The multimodal GEC data creation for the paper titled Improving Grammatical Error Correction with Multimodal Feature Integration
, which was accepted in the Findings of ACL 2023.
@inproceedings{fang-etal-2023-improving,
title = "Improving Grammatical Error Correction with Multimodal Feature Integration",
author = "Fang, Tao and
Hu, Jinpeng and
Wong, Derek F. and
Wan, Xiang and
Chao, Lidia S. and
Chang, Tsung-Hui",
booktitle = "Findings of the Association for Computational Linguistics: ACL 2023",
month = jul,
year = "2023",
address = "Toronto, Canada",
publisher = "Association for Computational Linguistics",
url = "https://aclanthology.org/2023.findings-acl.594",
pages = "9328--9344",
}
Grammatical error correction (GEC) is a promising task aimed at correcting errors in a text. Many methods have been proposed to facilitate this task with remarkable results. However, most of them only focus on enhancing textual feature extraction without exploring the usage of other modalities' information (e.g., speech), which can also provide valuable knowledge to help the model detect grammatical errors. To shore up this deficiency, we propose a novel framework that integrates both speech and text features to enhance GEC. In detail, we create new multimodal GEC datasets for English and German by generating audio from text using the advanced text-to-speech models. Subsequently, we extract acoustic and textual representations by a multimodal encoder that consists of a speech and a text encoder.
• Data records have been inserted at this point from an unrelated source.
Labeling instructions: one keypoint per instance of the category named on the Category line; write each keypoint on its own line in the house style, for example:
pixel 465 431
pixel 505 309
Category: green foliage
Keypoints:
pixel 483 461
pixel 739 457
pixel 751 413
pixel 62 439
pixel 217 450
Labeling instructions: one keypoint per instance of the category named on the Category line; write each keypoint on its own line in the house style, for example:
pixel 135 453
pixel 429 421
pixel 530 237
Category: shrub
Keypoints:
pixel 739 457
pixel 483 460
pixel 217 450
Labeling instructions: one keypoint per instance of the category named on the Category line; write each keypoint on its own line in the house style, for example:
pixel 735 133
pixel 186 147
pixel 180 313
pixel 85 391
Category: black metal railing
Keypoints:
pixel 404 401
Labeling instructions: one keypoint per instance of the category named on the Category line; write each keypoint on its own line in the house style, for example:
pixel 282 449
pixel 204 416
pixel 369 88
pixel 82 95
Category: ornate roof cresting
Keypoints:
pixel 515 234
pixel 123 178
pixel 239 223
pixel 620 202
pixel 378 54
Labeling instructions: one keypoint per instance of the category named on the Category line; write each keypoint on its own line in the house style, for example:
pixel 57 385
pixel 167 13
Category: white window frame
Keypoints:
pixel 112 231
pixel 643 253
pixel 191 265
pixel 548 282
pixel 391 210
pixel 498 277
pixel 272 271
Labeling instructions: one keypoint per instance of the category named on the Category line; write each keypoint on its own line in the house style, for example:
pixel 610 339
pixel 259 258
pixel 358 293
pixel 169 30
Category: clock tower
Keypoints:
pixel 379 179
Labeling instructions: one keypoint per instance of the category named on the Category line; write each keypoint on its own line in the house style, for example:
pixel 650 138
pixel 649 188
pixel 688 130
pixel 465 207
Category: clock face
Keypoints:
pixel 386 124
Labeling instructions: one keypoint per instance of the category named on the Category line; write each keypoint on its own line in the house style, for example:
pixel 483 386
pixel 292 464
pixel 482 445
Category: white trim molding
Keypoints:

A mixture-of-experts (MoE) layer is employed to selectively align representations from the two modalities, and then a dot attention mechanism is used to fuse them as final multimodal representations.
Due to the large size of the English Clang8 data and the significant memory requirements for speech data, we are sharing the detailed methodology for generating English multimodal speech data.
Step 1: Requirements and Installation
This implementation is based on fairseq
Python version >= 3.8
# to install the latest stable release (0.10.x)
pip install fairseq
Step 2: Download English Train/Dev/Test Data
You can download the original data that was used to generate the speech data from the Link.
Step 3: Generate the speech data from the GEC data
# To accommodate the large size of the English Clang8 data, you can split it into multiple smaller files for easier handling.
sh generate_english_speech.sh
Please refer to the examples
folder where we have showcased some speech data generated using the CoNLL14 test set.
Since the amount of German data is not substantial, we have released all the speech data directly, and you can download it from the provided link.
English
sh train_and_eval_English.sh
German
sh train_and_eval_German.sh